I started with a modal form to add new orders. When the form is submitted, I prevent the page from refreshing, grab all the input values, create an order object with a unique ID using Date.now(), and push it into an orders array. Then I save everything to localStorage so the data persists even if I refresh the page. After that, I dynamically render the table of orders and update the live counts for Ready, Upcoming, and Urgent orders. Finally, the modal closes automatically, and the form resets for the next entry.
For the order statuses, I implemented a small logic system: if the order is marked as urgent, it shows as “Urgent” immediately; if the due date is today, it shows as “Ready”; if it’s a future date, it’s “Upcoming”; and overdue orders default back to urgent. This made the dashboard feel alive and easy to scan at a glance.
I also built a render function that handles filtering by status and sorts the orders by due date, so the earliest ones appear first. It even shows a nice “No orders found” message if there’s nothing to display.
Each row has a delete button that removes the order from the array and updates localStorage and the UI, completing the CRUD functionality.
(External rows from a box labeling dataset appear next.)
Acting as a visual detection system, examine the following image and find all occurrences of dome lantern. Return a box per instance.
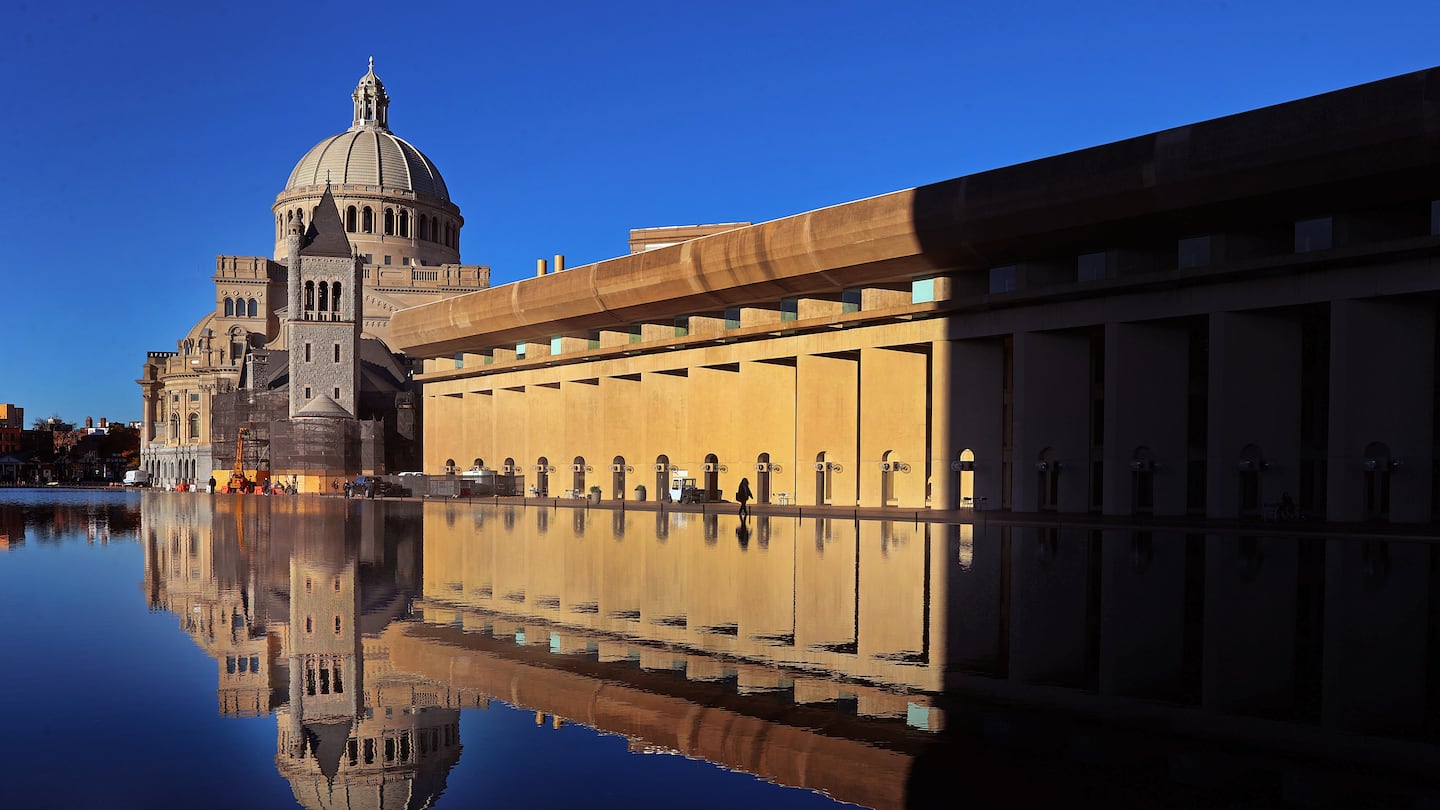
[350,56,390,130]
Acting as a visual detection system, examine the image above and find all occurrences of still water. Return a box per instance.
[0,490,1440,809]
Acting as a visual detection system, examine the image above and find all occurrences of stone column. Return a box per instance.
[1011,331,1090,512]
[1205,313,1300,517]
[1102,323,1189,515]
[1326,300,1436,523]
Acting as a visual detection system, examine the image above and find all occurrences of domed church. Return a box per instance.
[137,59,490,491]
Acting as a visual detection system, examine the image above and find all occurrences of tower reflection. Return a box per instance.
[144,497,1440,807]
[144,497,461,807]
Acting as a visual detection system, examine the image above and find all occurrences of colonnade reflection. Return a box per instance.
[143,496,1440,807]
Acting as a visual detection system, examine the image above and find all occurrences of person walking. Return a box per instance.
[734,479,755,519]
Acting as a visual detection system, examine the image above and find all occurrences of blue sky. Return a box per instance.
[0,0,1440,421]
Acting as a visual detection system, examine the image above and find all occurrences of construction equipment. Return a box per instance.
[230,428,251,491]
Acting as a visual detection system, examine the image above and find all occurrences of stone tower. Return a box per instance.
[285,186,364,419]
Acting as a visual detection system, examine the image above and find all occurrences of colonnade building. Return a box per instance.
[390,63,1440,522]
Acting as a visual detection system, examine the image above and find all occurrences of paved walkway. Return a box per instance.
[412,497,1440,540]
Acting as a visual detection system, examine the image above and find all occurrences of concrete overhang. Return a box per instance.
[390,68,1440,356]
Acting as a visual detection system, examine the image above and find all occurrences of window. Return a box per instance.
[1076,252,1109,281]
[991,264,1015,293]
[910,278,935,304]
[1176,236,1210,270]
[1295,216,1333,254]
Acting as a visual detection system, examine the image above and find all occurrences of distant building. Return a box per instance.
[0,404,24,455]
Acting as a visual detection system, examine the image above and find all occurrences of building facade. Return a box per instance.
[390,69,1440,522]
[137,62,490,487]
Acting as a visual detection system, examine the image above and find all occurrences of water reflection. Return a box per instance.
[120,496,1440,807]
[144,496,460,807]
[0,489,140,552]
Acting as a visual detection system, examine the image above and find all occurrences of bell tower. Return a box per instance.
[285,184,363,419]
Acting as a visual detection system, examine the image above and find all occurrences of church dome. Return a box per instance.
[281,59,449,202]
[285,127,449,200]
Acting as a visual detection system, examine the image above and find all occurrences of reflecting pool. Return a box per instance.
[0,490,1440,809]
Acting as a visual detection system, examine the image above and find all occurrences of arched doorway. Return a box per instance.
[755,453,779,503]
[655,453,671,503]
[1035,447,1060,512]
[704,453,720,502]
[955,448,975,509]
[570,455,586,497]
[611,455,628,500]
[815,450,841,506]
[1238,444,1269,517]
[1365,441,1395,523]
[536,455,550,497]
[1130,447,1155,515]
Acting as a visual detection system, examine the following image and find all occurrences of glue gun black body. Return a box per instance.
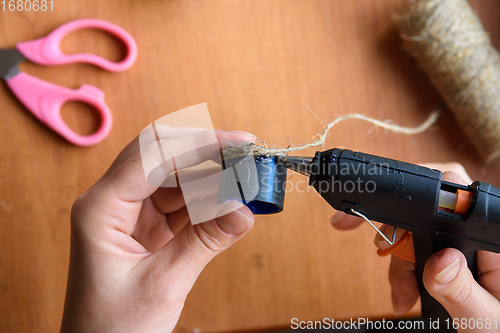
[284,148,500,330]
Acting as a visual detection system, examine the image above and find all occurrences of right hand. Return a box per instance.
[331,163,500,332]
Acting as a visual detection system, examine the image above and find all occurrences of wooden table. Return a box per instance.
[0,0,500,333]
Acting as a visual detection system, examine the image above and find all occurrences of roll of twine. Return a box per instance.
[396,0,500,162]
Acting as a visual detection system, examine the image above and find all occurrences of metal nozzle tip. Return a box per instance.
[278,156,313,177]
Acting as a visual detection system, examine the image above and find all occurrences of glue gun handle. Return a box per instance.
[413,233,478,332]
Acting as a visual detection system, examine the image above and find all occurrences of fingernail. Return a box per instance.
[391,291,401,316]
[217,209,252,235]
[436,258,460,286]
[330,212,347,224]
[373,224,389,248]
[231,131,257,141]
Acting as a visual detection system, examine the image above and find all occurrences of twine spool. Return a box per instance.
[396,0,500,161]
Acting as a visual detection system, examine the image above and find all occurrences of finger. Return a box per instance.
[389,255,420,315]
[423,249,500,319]
[145,201,254,293]
[132,199,189,252]
[477,251,500,299]
[101,130,253,202]
[330,211,363,230]
[151,187,186,214]
[132,198,175,252]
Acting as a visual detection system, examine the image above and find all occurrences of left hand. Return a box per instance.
[61,128,255,333]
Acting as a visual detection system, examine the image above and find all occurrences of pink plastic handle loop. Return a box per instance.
[16,19,137,72]
[7,72,112,146]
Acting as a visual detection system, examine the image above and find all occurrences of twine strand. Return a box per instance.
[253,111,440,156]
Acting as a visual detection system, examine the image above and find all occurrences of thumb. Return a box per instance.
[423,249,500,319]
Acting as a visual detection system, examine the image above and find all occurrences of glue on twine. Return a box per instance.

I added some small but important touches: the date input can’t accept past dates, and all dates are formatted neatly for readability. I also cached DOM elements to avoid calling document.getElementById multiple times, and I used const and let properly for variables depending on whether they would be reassigned.
Overall, this project was about more than just writing code. It let me practice building a modal, handling JSON data, persisting state with localStorage, and implementing full CRUD logic in a real frontend workflow. It also reinforced the importance of clean logic, dynamic UI updates, and defensive coding (like checking for valid dates).
It’s small, but projects like this teach real-world frontend skills in a hands-on way. Doing exercises like this helps me not just understand JavaScript syntax but also why it works, how to structure a small app, and how to think like a frontend developer.
This is exactly the kind of practice that I can show to employers to demonstrate I can take a concept, build a full flow, and make it usable and maintainable.